Turns out those two things were likely related.
Word came out about 50 minutes ahead of tipoff for Sunday’s 133-112 victory that Favors, who had started each of the Jazz’s 18 previous games this season, would be coming off the bench for this one, and that Jae Crowder would be starting at the four.
The decision was deemed “a matchup issue.”
In other words — the Kings play fast, and Crowder is perhaps better able to keep up defensively at that position than the 6-foot-10, 250-pound Favors.
The Kings play at a league-fast pace anyway, but have had especially good success doing it against the Jazz. In the teams’ two previous meetings, Sacramento scored 117 points in the season opener on Oct. 17, and then 119 more in their Nov. 21 victory.
Sacramento coach Dave Joerger said before the game that it made perfect sense for his team to try to outrun the Jazz.
“You don’t wanna let Rudy [Gobert] get back there and hunkered into their defense,” he said. “It’s most advantageous for us to run into their defense and not let their defense get set up.”
Joerger also proved accidentally prescient about the lineup change, noting that for all the Jazz’s reputation for playing big, they’re not an especially big team.
“They have three bigs on their roster, and two of them play. That’s it,” he said. “They play with a lot of 6-6 to 6-8 players who are skilled.”
Favors checked into the game for the first time with 6:41 to go in the first quarter — curiously, as the four alongside Gobert, rather than at the five instead of him. Favors wound up playing 24 minutes, scoring 11 points (all in the second half) and grabbing seven rebounds and blocking three shots.
Deep thoughts about deep shots
The Jazz started the season having made an emphasis on not only improving the efficiency of their 3-point attempts, but the volume of them as well.
After a strong start, both of those components tailed off the previous couple games.
In last week’s loss to the Kings, they were just 2 of 15 from deep in the first half, and finished 12 of 39 overall (30.8 percent). On Friday against the Lakers, the team went 4 for 23 from deep (17.4 percent) for the game.
.”I see the stat sheet, I know all too well that we’d like to make more. You can’t quit taking what are good shots because they’re not going in,” Snyder said. “… You have to take what the defense gives you and if you’re open from 3, that’s a good shot. I don’t want any of our players to lose confidence, that that somehow is a shot we need to pass up. You watch the game and watch those possessions where guys don’t take that shot, and rarely do you get a better look than you do if you got an open 3. We just gotta shoot ’em with confidence.”

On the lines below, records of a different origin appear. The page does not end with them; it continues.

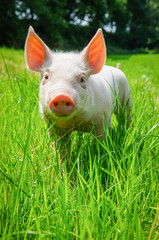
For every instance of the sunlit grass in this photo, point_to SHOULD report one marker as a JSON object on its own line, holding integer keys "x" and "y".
{"x": 109, "y": 189}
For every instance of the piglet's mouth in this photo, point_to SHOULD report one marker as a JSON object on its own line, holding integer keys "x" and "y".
{"x": 62, "y": 105}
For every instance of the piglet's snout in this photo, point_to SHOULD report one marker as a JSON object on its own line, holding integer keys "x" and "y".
{"x": 62, "y": 104}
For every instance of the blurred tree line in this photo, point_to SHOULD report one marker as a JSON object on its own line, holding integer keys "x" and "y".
{"x": 70, "y": 24}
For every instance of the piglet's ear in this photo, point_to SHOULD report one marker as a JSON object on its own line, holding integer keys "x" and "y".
{"x": 95, "y": 52}
{"x": 37, "y": 54}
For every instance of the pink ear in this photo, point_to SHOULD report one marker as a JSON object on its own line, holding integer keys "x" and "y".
{"x": 95, "y": 52}
{"x": 36, "y": 52}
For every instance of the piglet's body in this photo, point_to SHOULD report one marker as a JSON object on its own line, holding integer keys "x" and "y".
{"x": 77, "y": 91}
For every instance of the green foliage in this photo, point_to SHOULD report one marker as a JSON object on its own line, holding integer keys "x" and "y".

Georges Niang, who is making 38.5 percent of his 3-pointers this year, said the issue is the team actually being overly altruistic at times.
“I don’t think anybody’s afraid to shoot it, but we have a really unselfish team, and sometimes we’ll turn down good shots and try to get great ones — and sometimes you turn down a good one and don’t get a better one,” Niang said.
The Jazz were just 4 of 14 from deep (28.6 percent) in the first half vs. the Kings, and finished 10 for 30 overall.